Washington Wall Street Watch 2017-31

Washington Wall Street Watch 2017-31

Crédit photo : F. Jonkisz

SOMMAIRE

CONJONCTURE

–           La croissance du deuxième trimestre est révisée à la hausse à +0,8 %

–           Le revenu des ménages et la consommation progressent en juillet

POLITIQUES MACROECONOMIQUES

–           L’ouragan Harvey frappe une région clé des Etats-Unis, notamment pour sa production de pétrole

–           Donald Trump lance la séquence politique de la réforme fiscale

–           Le Congrès dispose d’un temps limité en septembre pour adopter un nouveau budget et relever le plafond de dette

REGULATION FINANCIERE

–           Janet Yellen a choisi de s’exprimer sur la régulation financière lors de la conférence de Jackson Hole

–           Les résultats des banques américaines progressent au deuxième trimestre 2017

–           Le Department of Justice (DoJ) s’engage à mettre un terme au programme « Opération Choke Point »

–           La justice américaine met en cause deux cadres de la Société Générale dans l’affaire du LIBOR

BREVES

CONJONCTURE

La croissance du deuxième trimestre est révisée à la hausse à +0,8 %

Le Bureau of Economic Analysis (BEA) a publié sa seconde estimation de la croissance au deuxième trimestre, qui s’établit désormais à +0,8 % en variation trimestrielle (contre +0,7 % pour la première estimation, et après +0,3 % au premier trimestre). La croissance est principalement soutenue par la consommation des ménages (0,6 point) et l’investissement privé (0,1 point).

Le revenu des ménages et la consommation progressent en juillet, tandis que l’inflation stagne

D’après le BEA, le revenu des ménages a augmenté de +0,4 % au mois de juillet, sa plus forte progression depuis février 2017. Cette bonne performance succède à un mois de juin terne, où le revenu des ménages était resté inchangé.
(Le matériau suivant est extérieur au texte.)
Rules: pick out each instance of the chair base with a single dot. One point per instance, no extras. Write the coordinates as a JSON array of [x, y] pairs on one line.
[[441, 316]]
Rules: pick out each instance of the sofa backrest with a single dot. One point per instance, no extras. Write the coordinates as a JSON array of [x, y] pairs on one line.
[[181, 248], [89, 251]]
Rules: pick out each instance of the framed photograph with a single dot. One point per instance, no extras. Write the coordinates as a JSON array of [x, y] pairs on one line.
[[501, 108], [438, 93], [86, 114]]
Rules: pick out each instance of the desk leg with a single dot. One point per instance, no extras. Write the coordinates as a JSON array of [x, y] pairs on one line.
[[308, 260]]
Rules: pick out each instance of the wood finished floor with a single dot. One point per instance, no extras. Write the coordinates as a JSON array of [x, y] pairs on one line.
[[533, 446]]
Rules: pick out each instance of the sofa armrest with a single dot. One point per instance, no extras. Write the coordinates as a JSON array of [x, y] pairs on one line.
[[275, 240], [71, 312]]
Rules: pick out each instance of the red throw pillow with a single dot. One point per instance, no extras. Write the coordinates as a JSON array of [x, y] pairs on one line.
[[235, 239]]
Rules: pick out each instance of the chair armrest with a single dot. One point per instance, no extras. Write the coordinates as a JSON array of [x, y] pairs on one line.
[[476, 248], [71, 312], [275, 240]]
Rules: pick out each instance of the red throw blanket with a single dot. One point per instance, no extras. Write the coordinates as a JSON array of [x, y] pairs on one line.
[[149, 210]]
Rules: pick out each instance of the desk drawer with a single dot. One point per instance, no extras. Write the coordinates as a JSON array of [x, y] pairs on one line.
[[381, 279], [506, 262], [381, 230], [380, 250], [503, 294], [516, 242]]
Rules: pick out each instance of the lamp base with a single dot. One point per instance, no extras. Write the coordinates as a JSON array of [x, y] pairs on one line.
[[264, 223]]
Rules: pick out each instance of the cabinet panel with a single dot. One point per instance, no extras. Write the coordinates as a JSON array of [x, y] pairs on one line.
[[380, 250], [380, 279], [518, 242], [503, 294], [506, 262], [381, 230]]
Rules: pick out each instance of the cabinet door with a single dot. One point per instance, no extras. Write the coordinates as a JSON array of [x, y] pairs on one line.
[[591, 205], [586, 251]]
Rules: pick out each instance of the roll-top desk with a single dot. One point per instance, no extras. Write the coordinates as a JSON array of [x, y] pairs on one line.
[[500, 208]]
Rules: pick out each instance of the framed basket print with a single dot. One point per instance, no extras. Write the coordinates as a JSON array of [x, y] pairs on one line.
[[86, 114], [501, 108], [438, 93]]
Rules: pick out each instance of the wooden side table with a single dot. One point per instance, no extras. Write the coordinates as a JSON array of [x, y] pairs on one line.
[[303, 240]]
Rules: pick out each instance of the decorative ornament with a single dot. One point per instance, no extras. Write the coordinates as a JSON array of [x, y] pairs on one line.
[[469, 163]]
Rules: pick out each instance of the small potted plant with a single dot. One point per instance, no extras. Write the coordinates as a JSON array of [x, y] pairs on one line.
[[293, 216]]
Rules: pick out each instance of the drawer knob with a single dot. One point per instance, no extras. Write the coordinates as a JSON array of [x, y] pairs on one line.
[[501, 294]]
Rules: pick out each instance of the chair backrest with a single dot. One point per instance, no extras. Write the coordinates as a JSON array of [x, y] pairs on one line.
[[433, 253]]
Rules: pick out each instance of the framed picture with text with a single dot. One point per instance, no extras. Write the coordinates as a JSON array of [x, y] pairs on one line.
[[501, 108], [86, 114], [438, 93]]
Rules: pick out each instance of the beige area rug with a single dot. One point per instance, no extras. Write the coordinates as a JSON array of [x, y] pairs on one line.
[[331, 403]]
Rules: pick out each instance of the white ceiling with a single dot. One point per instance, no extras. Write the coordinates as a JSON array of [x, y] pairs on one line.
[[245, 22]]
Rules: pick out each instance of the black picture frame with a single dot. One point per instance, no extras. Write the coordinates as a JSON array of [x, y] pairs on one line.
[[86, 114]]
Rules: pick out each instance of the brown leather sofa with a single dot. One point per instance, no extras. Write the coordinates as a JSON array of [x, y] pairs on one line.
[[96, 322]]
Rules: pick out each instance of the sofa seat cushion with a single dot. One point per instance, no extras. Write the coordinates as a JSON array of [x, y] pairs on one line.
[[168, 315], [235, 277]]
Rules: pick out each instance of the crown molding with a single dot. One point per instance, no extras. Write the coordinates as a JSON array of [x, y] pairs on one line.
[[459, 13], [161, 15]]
Dans le même temps, l’inflation PCE (indicateur préférentiel de la Fed) ressort à +0,1 % sur le mois de juillet, en global comme en sous-jacent (après +0,1 %), et à 1,4 % sur douze mois pour les deux indices.

La hausse du revenu des ménages dans un contexte de faible inflation profite à la consommation, qui progresse de +0,3 % (après +0,2 %), portée par les dépenses en biens durables.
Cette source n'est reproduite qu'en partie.